En séjour en France, le porte-parole du gouvernement a déclaré que « le fondement principal de cette guerre est économique ».
S’agissant des négociations dans le cadre du processus de Luanda, le ministre de la Communication et Médias a estimé que « si le processus de Luanda est mort, c’est l’échec de toute la communauté internationale ».
Pour lui, « la communauté internationale devrait prendre des sanctions fortes et conséquentes contre le régime de Kagame et tous ses criminels ».
« La problématique des groupes armés y compris le M23 sera réglée dans le cadre du processus de Nairobi », a ajouté Patrick Muyaya.
Il est d’avis que « la dernière sortie médiatique de #Kagame est illustrative de son état d’esprit qui est pleinement dans la bassesse et dans la nervosité ».
Sur le plateau de France 24, Patrick Muyaya a également expliqué le massacre et le ciblage des jeunes wazalendo qui s’opèrent à chaque avancée des terroristes.
Rachidi MABANDU ✍️












Une réponse
Les ridicules ne tuent pas vraiment.
Si le m23 n’existe pas et que c’est le Rwanda qui nous agresse comme le dis le Ministre de communication et porte parole du gouvernement congolais Monsieur Patrick Muyaya, pourquoi ne pas alors engagé la guerre avec le Rwanda ? Lorsque on connaît déjà son adversaire je pense que le match devient facile à gagner.

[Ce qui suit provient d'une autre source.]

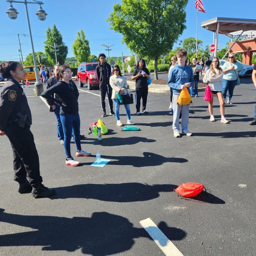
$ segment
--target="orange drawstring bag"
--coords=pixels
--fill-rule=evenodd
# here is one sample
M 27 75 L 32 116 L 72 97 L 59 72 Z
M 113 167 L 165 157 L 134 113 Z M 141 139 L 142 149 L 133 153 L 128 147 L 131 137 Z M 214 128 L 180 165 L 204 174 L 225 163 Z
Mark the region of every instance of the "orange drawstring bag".
M 182 183 L 173 190 L 184 197 L 192 197 L 199 194 L 204 188 L 204 186 L 203 184 L 189 182 Z

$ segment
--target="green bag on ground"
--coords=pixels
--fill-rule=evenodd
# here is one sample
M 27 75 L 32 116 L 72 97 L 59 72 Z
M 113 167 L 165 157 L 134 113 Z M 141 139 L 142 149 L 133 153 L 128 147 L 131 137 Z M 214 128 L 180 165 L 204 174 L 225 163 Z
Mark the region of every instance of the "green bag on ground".
M 128 131 L 128 130 L 141 130 L 139 127 L 137 126 L 126 126 L 122 129 L 123 131 Z

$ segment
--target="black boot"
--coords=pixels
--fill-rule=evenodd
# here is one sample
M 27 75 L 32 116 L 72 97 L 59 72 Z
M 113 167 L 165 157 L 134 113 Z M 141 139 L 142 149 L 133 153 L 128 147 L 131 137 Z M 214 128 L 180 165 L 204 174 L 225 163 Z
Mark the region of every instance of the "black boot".
M 33 187 L 32 195 L 35 198 L 47 197 L 55 194 L 56 192 L 54 188 L 48 188 L 43 184 L 40 184 L 36 187 Z
M 27 180 L 25 183 L 19 184 L 19 189 L 18 192 L 20 194 L 24 194 L 24 193 L 28 193 L 31 192 L 32 187 L 28 183 Z

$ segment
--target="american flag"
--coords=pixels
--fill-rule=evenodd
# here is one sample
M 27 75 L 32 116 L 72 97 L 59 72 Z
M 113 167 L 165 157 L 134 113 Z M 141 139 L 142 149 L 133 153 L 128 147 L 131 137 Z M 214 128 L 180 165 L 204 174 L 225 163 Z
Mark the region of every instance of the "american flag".
M 197 9 L 199 12 L 205 12 L 205 10 L 204 8 L 204 5 L 201 0 L 196 0 L 194 3 L 196 5 L 196 9 Z

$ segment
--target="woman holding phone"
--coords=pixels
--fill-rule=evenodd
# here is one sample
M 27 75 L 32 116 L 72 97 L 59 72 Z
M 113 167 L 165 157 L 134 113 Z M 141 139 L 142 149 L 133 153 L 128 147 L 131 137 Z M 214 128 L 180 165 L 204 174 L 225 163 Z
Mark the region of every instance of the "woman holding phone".
M 222 81 L 222 94 L 224 102 L 226 100 L 227 92 L 228 90 L 227 104 L 233 104 L 231 98 L 235 87 L 237 84 L 239 72 L 244 69 L 242 64 L 237 61 L 234 53 L 228 55 L 228 60 L 222 66 L 224 71 Z
M 147 100 L 148 91 L 147 79 L 150 77 L 149 71 L 146 67 L 146 63 L 143 59 L 139 59 L 136 68 L 134 69 L 132 80 L 135 80 L 135 98 L 137 116 L 140 116 L 140 99 L 142 97 L 142 112 L 146 114 Z

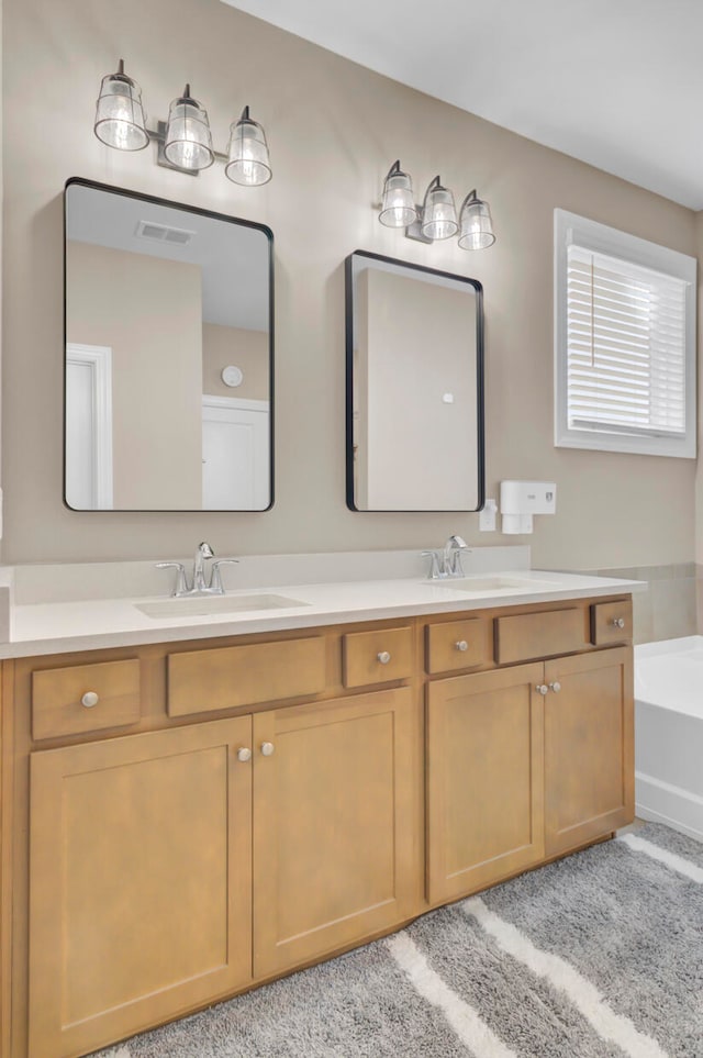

Notre gouvernement devrait assumer son irresponsabilité et devrait apprendre à dire au chef de l’Etat la vérité du terrain.
Le chef de l’Etat, Excellence Monsieur Félix Tshisekedi devrait aussi agir en bon père de famille et/ou en un bon berger.
Un bon berger ne peut pas abandonner ses brebis à la merci de l’ennemi.
Les voyages du chef de l’Etat chaque fois pendant que les territoires passent sous contrôle de l’ennemi risqueraient de lui discréditer et laisser la population croire qu’il serait complice aussi.
Le chef de l’Etat et commandant suprême des FARDC devrait changer la politique de la Défense nationale en quittant la défensive à l’offensive car cette dernière reste la seule option qui permettrait de reconquérir les espaces occupés par l’ennemi.